(Edited) How to get random number in Haskell witho

2019-07-07 07:34发布

问题:

I want to have a function that return different stdGen in each call without IO. I've tried to use unsafePerformIO, as the following code.

import System.IO.Unsafe
import System.Random

myStdGen :: StdGen
myStdGen = unsafePerformIO getStdGen

But when I try to call myStdGen in ghci, I always get the same value. Have I abused unsafePerformIO? Or is there any other ways to reach my goal?

EDIT Sorry, I think I should describe my question more precisely.

Actually, I'm implementing a variation of the treap data strutcure, which needs a special 'merge' operation. It relies on some randomness to guarentee amortized O(log n) expected time complexity.

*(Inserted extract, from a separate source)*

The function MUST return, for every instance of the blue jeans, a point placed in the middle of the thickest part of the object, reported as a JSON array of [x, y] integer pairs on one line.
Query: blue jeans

I've tried to use a pair like (Tree, StdGen) to keep the random generator for each treap. When inserting a new data to the treap, I would use random to give random value to the new node, and then update my generator. But I've encountered a problem. I have a function called empty which will return an empty treap, and I used the function myStdGen above to get the random generator for this treap. However, if I have two empty treap, their StdGen would be the same. So after I inserted a data to both treap and when I want to merge them, their random value would be the same, too. Therefore, I lost the randomness which I relies on.

That's why I would like to have a somehow "global" random generator, which yields different StdGen for each call, so that each empty treap could have different StdGen.

回答1:

This is not a good use of unsafePerformIO.

The reason you see the same number repeatedly in GHCi is that GHCi itself does not know that the value is impure, and so remembers the value from the last time you called it. You can type IO commands into the top level of GHCi, so you would expect to see a different value if you just type getStdGen. However, this won't work either, due to an obscure part of the way GHCi works involving not reverting top-level expressions. You can turn this of with :set +r:

> :set +r
> getStdGen
2144783736 1
> getStdGen
1026741422 1

Note that your impure function pretending to be pure will still not work.

> myStdGen
480142475 1
> myStdGen
480142475 1
> myStdGen
480142475 1

You really do not want to go down this route. unsafePerformIO is not supposed to be used this way, and nor is it a good idea at all. There are ways to get what you wanted (like unsafePerformIO randomIO :: Int) but they will not lead you to good things. Instead you should be doing calculations based on random numbers inside a random monad, and running that in the IO monad.

Update

I see from your updatee why you wanted this in the first place.

There are many interesting thoughts on the problem of randomness within otherwise referentially transparent functions in this answer.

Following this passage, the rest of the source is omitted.